With respect to the concern expressed by the District Director, in the example cited by him, it is my opinion that he would be justified in holding that only physical presence in the United States which is a consequence of the alien's flight in search of refuge, could be considered as qualifying physical presence within the purview of the proviso; and that an alien who departed from the United States and returned must establish that during his absence there has been no change in his status as a refugee, as defined in section 203(a) (7).

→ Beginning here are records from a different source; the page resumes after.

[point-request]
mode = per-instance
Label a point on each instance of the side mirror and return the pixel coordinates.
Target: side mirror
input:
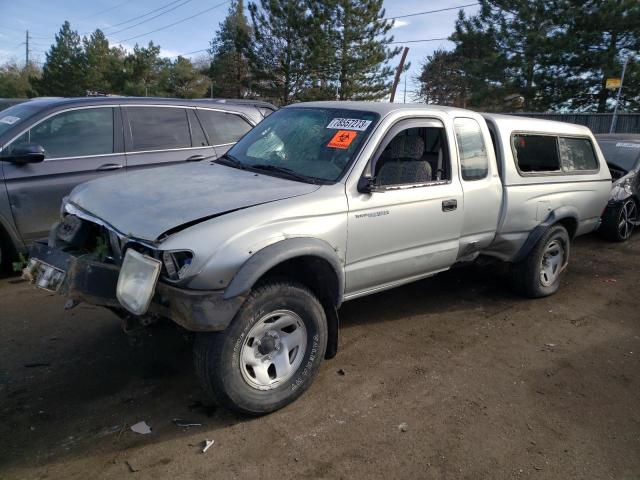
(24, 153)
(367, 184)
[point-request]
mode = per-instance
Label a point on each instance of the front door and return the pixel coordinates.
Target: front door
(80, 144)
(409, 227)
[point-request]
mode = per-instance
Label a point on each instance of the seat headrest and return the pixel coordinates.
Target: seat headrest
(406, 147)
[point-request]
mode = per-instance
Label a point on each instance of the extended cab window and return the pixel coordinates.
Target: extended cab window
(158, 128)
(413, 156)
(577, 154)
(536, 153)
(471, 149)
(223, 128)
(75, 133)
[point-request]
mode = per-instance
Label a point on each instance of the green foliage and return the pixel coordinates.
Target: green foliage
(231, 49)
(63, 72)
(15, 82)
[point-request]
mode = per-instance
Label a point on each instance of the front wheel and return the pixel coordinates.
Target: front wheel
(270, 353)
(538, 275)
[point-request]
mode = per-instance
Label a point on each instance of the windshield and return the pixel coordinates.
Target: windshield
(16, 114)
(622, 154)
(307, 143)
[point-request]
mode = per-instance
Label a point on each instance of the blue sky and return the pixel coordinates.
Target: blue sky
(44, 18)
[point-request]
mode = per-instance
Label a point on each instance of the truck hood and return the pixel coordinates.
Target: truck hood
(148, 203)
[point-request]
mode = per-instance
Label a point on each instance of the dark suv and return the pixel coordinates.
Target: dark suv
(48, 146)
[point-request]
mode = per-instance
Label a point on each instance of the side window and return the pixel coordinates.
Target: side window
(577, 154)
(197, 134)
(471, 149)
(413, 156)
(76, 133)
(536, 153)
(158, 128)
(223, 128)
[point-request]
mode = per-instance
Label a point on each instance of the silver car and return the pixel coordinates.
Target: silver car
(319, 204)
(48, 146)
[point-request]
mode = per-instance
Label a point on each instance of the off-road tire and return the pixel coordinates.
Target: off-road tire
(611, 219)
(217, 355)
(526, 274)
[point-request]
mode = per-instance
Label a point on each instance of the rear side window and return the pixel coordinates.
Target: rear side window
(536, 153)
(158, 128)
(75, 133)
(471, 149)
(577, 154)
(223, 128)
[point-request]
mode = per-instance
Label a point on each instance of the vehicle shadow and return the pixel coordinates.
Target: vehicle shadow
(75, 394)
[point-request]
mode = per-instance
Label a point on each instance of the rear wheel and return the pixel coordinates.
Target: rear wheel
(270, 353)
(619, 220)
(538, 275)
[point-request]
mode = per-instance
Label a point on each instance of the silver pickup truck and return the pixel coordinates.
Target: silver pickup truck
(321, 203)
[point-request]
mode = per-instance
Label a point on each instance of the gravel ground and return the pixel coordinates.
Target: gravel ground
(450, 377)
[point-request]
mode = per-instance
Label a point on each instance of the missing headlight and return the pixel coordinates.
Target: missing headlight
(177, 263)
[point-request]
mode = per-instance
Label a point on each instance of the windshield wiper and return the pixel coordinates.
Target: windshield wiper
(230, 161)
(284, 170)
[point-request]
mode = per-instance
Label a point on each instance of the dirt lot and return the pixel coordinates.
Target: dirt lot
(489, 386)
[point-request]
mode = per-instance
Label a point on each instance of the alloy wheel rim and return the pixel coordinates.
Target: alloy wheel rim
(552, 261)
(627, 219)
(273, 350)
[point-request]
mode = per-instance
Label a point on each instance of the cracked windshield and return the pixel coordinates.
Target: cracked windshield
(313, 144)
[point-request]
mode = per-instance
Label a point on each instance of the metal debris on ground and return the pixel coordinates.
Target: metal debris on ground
(37, 364)
(141, 428)
(207, 445)
(132, 467)
(179, 422)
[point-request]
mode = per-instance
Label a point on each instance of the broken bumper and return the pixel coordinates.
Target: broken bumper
(84, 279)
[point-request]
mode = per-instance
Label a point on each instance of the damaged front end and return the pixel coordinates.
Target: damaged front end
(88, 261)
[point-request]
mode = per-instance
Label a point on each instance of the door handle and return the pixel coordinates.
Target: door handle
(449, 205)
(109, 166)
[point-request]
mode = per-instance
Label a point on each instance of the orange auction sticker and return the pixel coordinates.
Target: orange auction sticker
(342, 139)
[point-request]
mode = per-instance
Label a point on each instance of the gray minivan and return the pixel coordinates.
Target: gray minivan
(49, 146)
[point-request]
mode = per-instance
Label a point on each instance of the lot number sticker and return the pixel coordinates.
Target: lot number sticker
(350, 123)
(342, 139)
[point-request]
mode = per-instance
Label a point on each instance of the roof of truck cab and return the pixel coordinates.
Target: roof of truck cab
(382, 108)
(528, 124)
(122, 100)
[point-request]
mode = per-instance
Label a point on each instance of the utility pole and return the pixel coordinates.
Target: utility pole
(404, 100)
(614, 120)
(26, 63)
(396, 80)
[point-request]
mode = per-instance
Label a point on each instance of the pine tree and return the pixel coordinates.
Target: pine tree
(361, 49)
(597, 36)
(229, 71)
(146, 71)
(441, 80)
(279, 58)
(63, 71)
(184, 81)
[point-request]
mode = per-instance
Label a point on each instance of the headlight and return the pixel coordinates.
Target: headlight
(137, 281)
(177, 263)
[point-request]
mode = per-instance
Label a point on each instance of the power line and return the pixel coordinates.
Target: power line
(422, 40)
(144, 14)
(431, 11)
(149, 19)
(103, 11)
(174, 23)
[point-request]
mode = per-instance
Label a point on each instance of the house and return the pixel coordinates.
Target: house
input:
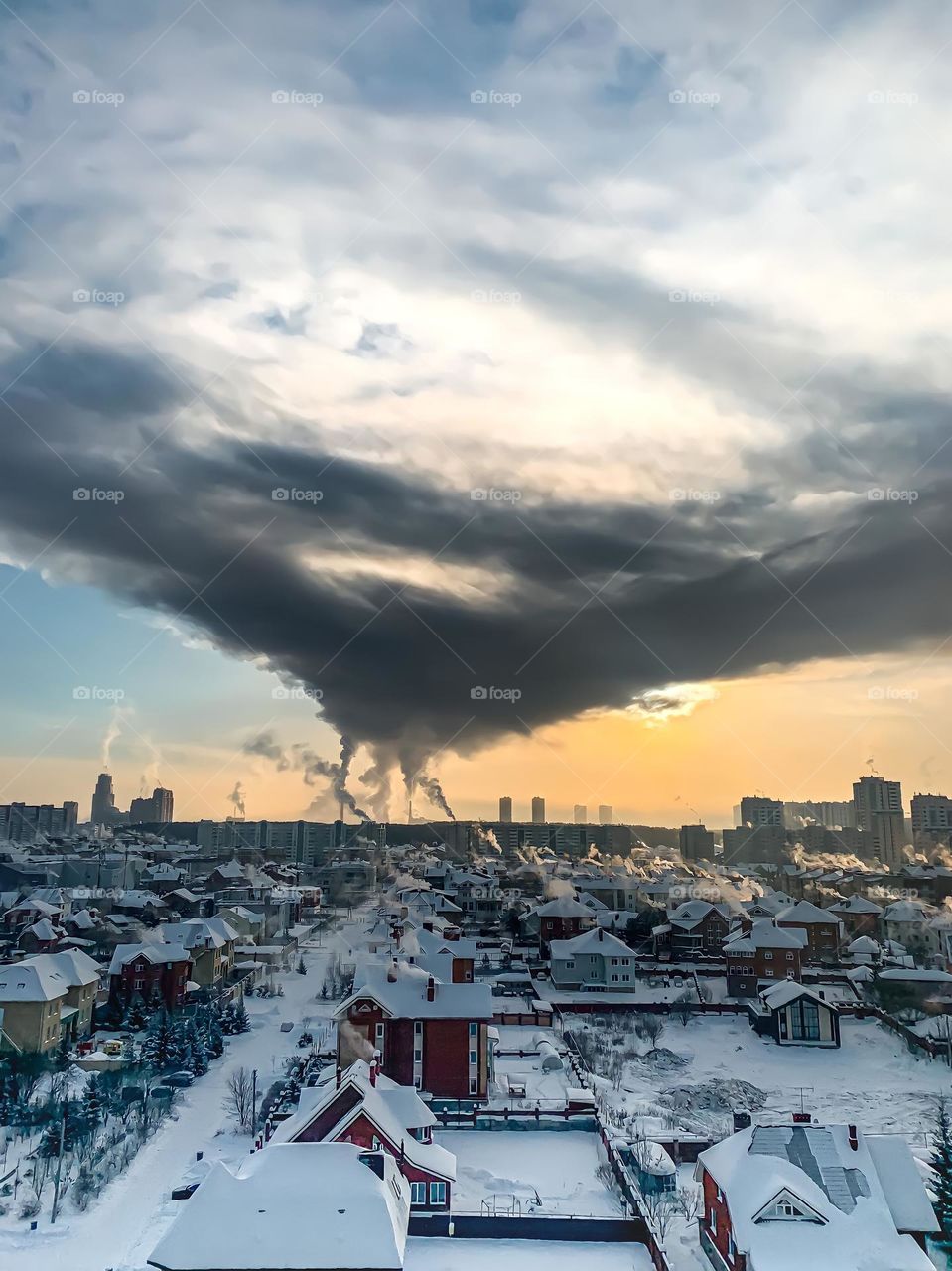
(594, 960)
(696, 928)
(32, 997)
(812, 1197)
(761, 951)
(560, 919)
(824, 929)
(296, 1206)
(143, 972)
(365, 1107)
(910, 922)
(211, 945)
(432, 1036)
(858, 914)
(796, 1015)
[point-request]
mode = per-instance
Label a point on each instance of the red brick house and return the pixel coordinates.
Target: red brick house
(367, 1108)
(757, 952)
(431, 1036)
(137, 971)
(823, 926)
(697, 928)
(561, 919)
(812, 1197)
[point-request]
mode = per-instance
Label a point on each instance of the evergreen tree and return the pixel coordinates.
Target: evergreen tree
(942, 1166)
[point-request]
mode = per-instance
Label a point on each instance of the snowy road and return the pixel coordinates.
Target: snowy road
(122, 1226)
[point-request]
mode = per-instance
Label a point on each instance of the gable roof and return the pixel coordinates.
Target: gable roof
(252, 1215)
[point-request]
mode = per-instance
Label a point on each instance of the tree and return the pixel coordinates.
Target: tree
(239, 1101)
(942, 1167)
(649, 1029)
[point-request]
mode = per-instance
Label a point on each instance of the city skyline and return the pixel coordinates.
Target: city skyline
(272, 491)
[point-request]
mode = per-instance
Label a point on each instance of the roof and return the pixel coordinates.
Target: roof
(595, 942)
(250, 1216)
(764, 935)
(406, 997)
(819, 1170)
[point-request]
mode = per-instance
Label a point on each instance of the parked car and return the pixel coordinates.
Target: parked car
(177, 1080)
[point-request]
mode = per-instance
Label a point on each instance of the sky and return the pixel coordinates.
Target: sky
(543, 398)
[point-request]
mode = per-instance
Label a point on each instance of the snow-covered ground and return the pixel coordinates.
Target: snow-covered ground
(122, 1226)
(438, 1255)
(558, 1166)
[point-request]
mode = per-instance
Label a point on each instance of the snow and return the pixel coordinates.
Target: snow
(121, 1228)
(557, 1165)
(447, 1255)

In the instant case, I find that the applicant entered the United States on January 22, 1961, seeking refuge from the Communist government of Cuba; that he was physically present here uninterruptedly from that date until May 14, 1964, a continuous period in excess of two years; that his departure from the United States on May 14, 1964 and return on June 7, 1964, with advance authorization from the Service for his parole upon his return to this country, evidences that it was not his intent to give up his haven in the United States; and that this brief absence does not negate the fact that the applicant had acquired the continuous physical presence of at least two years prior to his application, required by the proviso to section 203(a) (7).

Having determined that the applicant is classifiable as a refugee, that he is in all respects eligible for adjustment of status under section 245 of the Immigration and Nationality Act, as amended, and under the proviso to section 203(a) (7) of that Act, including the continuous physical presence requirement of the proviso, it is concluded that the Application for Classification as a Refugee and the Application for Status as Permanent Resident should be granted.

ORDER: It is ordered that the Application for Classification as a Refugee under the proviso to section 203(a) (7) of the Immigration and Nationality Act, as amended, be granted.

It is further ordered that the Application for Status as Permanent Resident pursuant to the proviso to section 203(a) (7) and section 245 of the Immigration and Nationality Act, as amended, be granted.